I would take her, but unfortunately my house is already quite the zoo, and I'm going back off to school this fall so I'll only be home once a month or so. Good luck with your bird though, I hope all goes well.


----------



## slugabed (Jul 27, 2014)

Uh, just one night?


----------



## Hellena (Feb 11, 2013)

It could just be a phase that is being experienced or this could be her normal personality developing. Only time can tell. Are you willing to ride it out for a few weeks or so? Maybe things will be very different. Sometimes we just don't get the relationship we hope for with our birds. If this is the case, just make sure you will happy with your decision at a later date, whatever you decide.


----------



## CaliTiels (Oct 18, 2012)

Hellena said:


> It could just be a phase that is being experienced or this could be her normal personality developing. Only time can tell. Are you willing to ride it out for a few weeks or so?


I agree 110%. If you ride it out, she may change. There seems to be a lot going on in her body right now and hopefully it will settle down with time


----------



## eduardo (Jan 27, 2012)

I wouldn't give up so easily. I would get another cockatiel to keep her company. She may perk up.


----------



## Hellena (Feb 11, 2013)

I know it's discouraging, see what happens


----------



## karendh (Mar 25, 2013)

Birdie is a very quiet little bird and shows hardly any interest in toys, she would much rather sit on me or on the settee next to me. She's very aware of anything I am doing and will call when I leave the room but apart from that she will just sit around and watch. She has just gone through a heavy moult and it's very hot here, so she is quieter than usual. 

Perhaps it's just your bird's personality and that she is perfectly happy being quiet.


----------



## Hellena (Feb 11, 2013)

karendh said:


> Birdie is a very quiet little bird and shows hardly any interest in toys, she would much rather sit on me or on the settee next to me. She's very aware of anything I am doing and will call when I leave the room but apart from that she will just sit around and watch. She has just gone through a heavy moult and it's very hot here, so she is quieter than usual.
> 
> Perhaps it's just your bird's personality and that she is perfectly happy being quiet.


that could very well be it, please keep us posted with what you decide. Only you really know your bird.


----------



## Charlotte (Jun 4, 2014)

I'm so sad! 

Murray is a little like this sometimes. She doesn't play with toys much either, nor does she enjoy baths. She chirps when I leave the room too, and had her way she and I would just sit in the living room dozing and eating all day. While I'm out of the room, she sits quite still and does very little. Sometimes she even holds in her poop until I get back! The difference is that Murray will play, climb and fly outside of the cage. 

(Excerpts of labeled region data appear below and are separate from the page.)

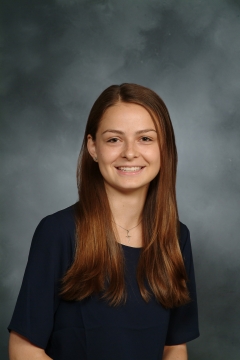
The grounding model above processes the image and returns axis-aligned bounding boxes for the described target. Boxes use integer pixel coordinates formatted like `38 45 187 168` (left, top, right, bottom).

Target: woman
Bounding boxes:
9 84 199 360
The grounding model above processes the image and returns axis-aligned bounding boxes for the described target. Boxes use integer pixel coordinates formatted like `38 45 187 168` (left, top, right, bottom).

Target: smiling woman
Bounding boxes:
9 84 199 360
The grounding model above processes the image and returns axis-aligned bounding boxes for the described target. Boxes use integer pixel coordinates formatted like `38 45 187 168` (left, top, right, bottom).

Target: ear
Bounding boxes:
87 134 97 159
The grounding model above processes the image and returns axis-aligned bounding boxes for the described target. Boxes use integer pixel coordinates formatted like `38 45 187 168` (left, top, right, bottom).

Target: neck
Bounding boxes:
106 186 148 229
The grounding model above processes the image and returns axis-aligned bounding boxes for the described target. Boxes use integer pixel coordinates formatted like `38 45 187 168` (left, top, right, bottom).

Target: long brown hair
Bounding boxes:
61 83 190 308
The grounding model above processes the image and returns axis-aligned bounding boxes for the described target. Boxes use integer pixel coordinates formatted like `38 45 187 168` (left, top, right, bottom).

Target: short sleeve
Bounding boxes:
165 223 199 345
8 213 72 349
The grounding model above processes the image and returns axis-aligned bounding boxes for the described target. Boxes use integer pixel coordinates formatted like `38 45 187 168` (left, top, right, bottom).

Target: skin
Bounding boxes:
9 103 187 360
88 103 160 247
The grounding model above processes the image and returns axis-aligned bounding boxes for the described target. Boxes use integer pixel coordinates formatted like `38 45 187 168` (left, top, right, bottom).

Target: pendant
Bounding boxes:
126 230 131 243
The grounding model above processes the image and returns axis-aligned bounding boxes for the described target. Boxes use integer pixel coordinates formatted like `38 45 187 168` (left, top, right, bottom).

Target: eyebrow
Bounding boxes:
102 129 156 135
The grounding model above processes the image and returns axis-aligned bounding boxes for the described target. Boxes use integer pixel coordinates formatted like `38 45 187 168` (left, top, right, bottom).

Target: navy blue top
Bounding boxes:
8 206 199 360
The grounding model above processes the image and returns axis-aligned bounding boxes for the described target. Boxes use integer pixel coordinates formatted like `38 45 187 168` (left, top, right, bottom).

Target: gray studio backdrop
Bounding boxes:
0 0 240 360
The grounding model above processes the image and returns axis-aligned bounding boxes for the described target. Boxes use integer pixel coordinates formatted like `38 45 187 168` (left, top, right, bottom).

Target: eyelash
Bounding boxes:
107 136 152 143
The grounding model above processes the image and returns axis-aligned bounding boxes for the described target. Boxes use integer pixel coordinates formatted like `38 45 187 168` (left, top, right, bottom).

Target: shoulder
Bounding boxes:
38 205 75 230
32 205 75 255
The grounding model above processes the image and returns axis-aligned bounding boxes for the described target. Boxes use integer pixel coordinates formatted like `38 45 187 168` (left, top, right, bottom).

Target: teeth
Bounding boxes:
118 166 142 171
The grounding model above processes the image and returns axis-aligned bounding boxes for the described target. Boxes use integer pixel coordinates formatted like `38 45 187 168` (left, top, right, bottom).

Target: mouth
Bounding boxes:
116 166 145 175
117 166 144 172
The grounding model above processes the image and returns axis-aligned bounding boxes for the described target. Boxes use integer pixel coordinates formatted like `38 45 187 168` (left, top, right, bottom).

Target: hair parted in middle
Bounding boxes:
61 83 190 308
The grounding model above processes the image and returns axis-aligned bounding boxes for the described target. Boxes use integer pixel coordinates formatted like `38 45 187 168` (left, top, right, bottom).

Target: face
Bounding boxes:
88 102 160 192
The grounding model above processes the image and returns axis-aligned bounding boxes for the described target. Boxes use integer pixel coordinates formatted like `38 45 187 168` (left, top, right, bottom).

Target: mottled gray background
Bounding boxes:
0 0 240 360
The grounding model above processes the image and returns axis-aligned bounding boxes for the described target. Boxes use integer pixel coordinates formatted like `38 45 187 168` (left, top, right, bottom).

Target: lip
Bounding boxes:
115 165 145 176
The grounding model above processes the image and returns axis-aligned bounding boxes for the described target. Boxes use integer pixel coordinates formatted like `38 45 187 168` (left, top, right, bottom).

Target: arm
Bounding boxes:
9 331 51 360
162 344 188 360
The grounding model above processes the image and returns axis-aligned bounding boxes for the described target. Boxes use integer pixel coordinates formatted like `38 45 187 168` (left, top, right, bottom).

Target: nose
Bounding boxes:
121 141 139 160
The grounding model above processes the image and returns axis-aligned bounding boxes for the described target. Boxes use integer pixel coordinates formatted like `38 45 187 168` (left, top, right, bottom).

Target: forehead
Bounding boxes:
99 102 156 130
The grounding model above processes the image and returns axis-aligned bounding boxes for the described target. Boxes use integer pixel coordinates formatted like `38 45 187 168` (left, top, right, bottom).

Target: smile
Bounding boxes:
117 166 143 172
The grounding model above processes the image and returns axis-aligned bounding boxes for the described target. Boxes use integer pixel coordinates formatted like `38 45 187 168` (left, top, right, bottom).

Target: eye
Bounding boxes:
141 136 152 142
107 138 118 143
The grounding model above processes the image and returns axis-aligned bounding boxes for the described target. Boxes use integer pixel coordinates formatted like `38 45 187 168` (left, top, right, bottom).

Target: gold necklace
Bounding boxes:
112 220 142 243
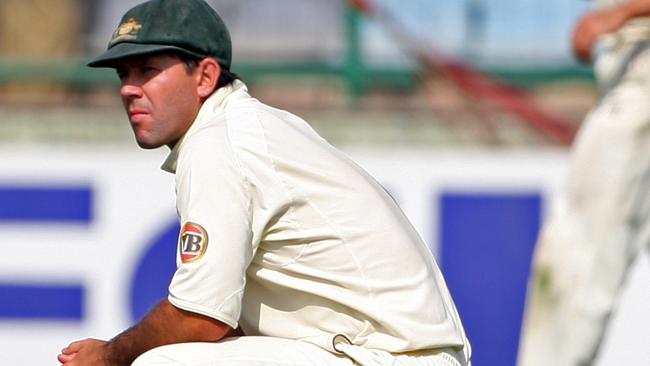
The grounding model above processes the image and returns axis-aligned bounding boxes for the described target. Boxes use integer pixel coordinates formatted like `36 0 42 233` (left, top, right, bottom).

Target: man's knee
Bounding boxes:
131 345 183 366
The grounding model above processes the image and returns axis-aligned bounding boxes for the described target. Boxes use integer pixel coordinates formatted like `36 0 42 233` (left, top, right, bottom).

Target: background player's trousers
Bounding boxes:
519 35 650 366
133 337 462 366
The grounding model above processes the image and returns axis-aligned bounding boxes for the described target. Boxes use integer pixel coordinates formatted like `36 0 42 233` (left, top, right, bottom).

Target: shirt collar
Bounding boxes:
160 80 248 174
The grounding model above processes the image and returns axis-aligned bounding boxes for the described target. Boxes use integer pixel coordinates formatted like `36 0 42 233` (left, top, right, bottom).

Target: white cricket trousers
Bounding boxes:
132 336 462 366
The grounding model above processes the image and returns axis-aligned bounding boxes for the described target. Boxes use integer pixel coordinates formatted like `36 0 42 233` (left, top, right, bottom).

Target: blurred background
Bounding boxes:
0 0 644 366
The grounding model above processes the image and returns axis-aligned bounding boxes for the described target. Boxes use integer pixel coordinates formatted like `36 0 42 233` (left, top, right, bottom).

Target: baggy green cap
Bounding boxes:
88 0 232 69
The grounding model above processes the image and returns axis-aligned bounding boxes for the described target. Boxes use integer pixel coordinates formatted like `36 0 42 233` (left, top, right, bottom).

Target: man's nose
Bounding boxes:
120 79 142 98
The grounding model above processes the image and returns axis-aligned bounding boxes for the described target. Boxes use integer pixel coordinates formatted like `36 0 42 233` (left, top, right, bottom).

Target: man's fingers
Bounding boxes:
61 341 85 355
56 353 76 364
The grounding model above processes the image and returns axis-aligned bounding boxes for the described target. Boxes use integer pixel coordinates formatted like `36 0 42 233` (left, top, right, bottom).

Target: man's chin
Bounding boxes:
135 138 165 150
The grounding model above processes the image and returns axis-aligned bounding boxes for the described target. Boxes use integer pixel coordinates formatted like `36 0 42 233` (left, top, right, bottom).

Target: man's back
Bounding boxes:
170 83 466 358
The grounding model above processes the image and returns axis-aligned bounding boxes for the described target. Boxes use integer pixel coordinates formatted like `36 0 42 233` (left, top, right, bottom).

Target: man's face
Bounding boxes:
116 54 202 149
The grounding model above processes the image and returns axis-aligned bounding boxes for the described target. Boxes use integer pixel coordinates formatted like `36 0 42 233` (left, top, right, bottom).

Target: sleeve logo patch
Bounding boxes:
178 222 208 263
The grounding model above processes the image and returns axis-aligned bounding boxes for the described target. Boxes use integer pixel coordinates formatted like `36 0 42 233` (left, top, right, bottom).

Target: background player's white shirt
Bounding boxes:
163 81 469 360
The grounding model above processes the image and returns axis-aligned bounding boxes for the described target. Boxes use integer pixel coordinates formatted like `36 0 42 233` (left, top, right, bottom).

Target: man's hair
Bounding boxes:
177 53 241 90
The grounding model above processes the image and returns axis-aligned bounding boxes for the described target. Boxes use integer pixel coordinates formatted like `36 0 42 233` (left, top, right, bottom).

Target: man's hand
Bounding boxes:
573 0 650 62
57 299 232 366
57 338 111 366
573 8 628 62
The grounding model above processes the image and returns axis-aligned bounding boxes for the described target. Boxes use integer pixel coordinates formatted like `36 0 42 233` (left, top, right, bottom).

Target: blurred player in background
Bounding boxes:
519 0 650 366
58 0 470 366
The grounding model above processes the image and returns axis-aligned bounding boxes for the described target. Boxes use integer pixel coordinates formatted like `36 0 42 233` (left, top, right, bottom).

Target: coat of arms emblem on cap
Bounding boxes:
110 17 142 45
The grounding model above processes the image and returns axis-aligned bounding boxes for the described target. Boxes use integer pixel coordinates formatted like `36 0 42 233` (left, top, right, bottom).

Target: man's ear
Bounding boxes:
196 57 221 99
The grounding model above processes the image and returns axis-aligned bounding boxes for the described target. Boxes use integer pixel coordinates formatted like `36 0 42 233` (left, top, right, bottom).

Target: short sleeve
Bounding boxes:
169 123 254 328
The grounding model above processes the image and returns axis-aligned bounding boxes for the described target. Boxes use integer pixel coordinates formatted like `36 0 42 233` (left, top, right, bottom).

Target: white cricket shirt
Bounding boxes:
163 81 469 353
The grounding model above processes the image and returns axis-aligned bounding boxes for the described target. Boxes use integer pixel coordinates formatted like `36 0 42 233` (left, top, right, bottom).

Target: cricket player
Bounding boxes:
519 0 650 366
58 0 470 366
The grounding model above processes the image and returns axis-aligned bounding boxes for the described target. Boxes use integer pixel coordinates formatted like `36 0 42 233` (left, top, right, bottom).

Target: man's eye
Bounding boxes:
140 66 158 76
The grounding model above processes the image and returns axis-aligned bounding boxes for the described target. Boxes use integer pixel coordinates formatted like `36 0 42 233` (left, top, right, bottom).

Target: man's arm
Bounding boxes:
58 300 233 366
573 0 650 62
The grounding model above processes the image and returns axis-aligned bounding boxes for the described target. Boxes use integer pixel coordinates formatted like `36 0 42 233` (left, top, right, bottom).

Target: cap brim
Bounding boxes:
86 42 205 67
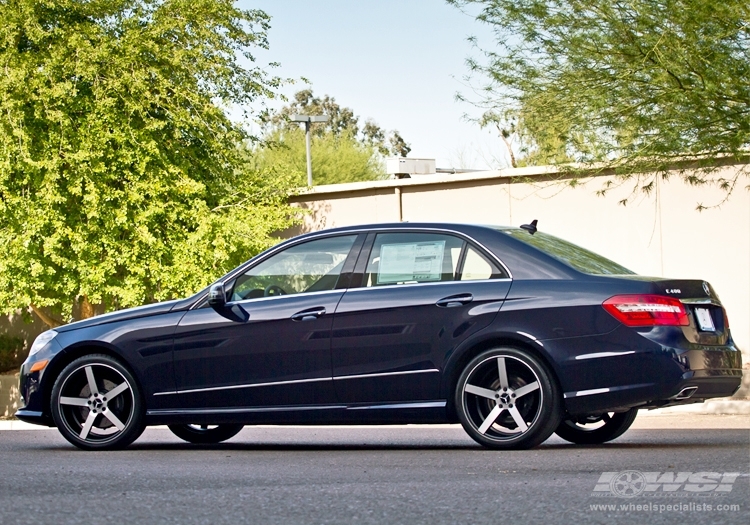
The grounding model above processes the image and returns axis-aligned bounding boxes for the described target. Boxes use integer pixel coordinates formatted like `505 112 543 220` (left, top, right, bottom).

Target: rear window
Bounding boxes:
500 229 635 275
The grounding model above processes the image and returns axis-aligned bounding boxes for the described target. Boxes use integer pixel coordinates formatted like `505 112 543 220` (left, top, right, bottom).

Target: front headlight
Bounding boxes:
29 330 57 357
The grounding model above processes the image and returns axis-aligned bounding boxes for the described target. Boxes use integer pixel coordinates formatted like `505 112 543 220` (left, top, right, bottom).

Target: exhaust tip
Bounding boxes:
670 386 698 401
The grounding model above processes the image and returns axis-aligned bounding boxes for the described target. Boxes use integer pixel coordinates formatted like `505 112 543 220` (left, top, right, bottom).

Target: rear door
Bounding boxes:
331 231 510 403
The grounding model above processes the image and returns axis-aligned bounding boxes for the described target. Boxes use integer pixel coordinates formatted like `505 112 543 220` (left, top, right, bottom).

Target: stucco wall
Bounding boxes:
288 166 750 363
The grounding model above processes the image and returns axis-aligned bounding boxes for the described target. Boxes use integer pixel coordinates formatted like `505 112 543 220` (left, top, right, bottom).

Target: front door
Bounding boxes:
174 235 356 409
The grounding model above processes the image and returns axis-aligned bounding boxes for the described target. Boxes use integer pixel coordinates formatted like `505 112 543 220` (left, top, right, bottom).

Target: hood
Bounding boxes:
55 301 179 332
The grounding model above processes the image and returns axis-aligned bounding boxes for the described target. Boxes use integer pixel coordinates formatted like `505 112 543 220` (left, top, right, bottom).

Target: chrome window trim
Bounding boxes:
188 226 513 310
227 289 346 306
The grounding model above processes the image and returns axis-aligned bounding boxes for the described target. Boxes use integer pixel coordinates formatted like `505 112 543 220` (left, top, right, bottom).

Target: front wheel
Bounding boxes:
454 348 561 449
50 354 145 450
555 408 638 445
169 425 244 445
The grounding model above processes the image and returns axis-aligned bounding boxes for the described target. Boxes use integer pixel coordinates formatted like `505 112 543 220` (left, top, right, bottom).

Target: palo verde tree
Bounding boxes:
0 0 300 326
448 0 750 204
253 90 411 186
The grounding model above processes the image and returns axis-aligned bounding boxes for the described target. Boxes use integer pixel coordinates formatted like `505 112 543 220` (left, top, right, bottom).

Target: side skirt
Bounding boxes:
146 400 448 425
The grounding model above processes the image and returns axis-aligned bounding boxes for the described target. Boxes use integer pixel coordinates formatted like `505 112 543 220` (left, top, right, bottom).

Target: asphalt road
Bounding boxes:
0 416 750 525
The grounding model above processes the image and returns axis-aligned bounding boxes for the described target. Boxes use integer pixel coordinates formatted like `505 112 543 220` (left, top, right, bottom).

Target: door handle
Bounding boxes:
292 306 326 321
435 293 474 308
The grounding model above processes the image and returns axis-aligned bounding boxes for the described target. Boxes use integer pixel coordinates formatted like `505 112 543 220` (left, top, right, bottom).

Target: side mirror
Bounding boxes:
208 283 227 309
208 283 250 323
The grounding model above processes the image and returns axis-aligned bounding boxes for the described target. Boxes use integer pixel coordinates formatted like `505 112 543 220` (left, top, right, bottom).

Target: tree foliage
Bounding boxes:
268 89 411 157
0 0 300 323
448 0 750 201
253 90 411 186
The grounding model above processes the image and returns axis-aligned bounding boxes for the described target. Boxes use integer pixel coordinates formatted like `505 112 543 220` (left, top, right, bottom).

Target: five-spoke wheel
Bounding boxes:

I think covering her cage when you leave will just put her to sleep and avoid the issue. You need to tackle that problem by putting up with the screams and ignoring them. I know that's bloody tough, but you and I share that problem! 

If every tiel is different, perhaps some have mental issues or other problems that affect their happiness as well as just their owner's actions. I understand if you want to move her on. If you are not up to the challenge (which is nothing to be ashamed of, by the way) then I think you're doing the responsible thing by admitting it and looking for someone who is. Just make sure they are the right one. I'm sorry I can't offer her any help, but I thought I'd lend support


----------



## caterpillar (Oct 14, 2013)

eduardo said:


> I wouldn't give up so easily. I would get another cockatiel to keep her company. She may perk up.


Do not get a bird just to be a companion to another bird. It can cause further problems with your relationship with the original bird, and you have NO guarantee that they will get along. I know firsthand just how badly this can go wrong.

I'm pretty sure that if a bird wants another bird around, this tends to manifest itself in frustration (beak banging, aggression, biting, screaming, and sometimes excessive clinginess to humans) rather than what appears to be boredom and listlessness, but I could be wrong.

Our tiels are not playful (though they are improving a little bit on that note) and spend 90% of their time just sitting in place and doing nothing no matter how much we try to stimulate their attention. We have tried and tried (we have been concerned about weight problems) but they are simply very inactive and we're not sure that would change if they moved to a new home.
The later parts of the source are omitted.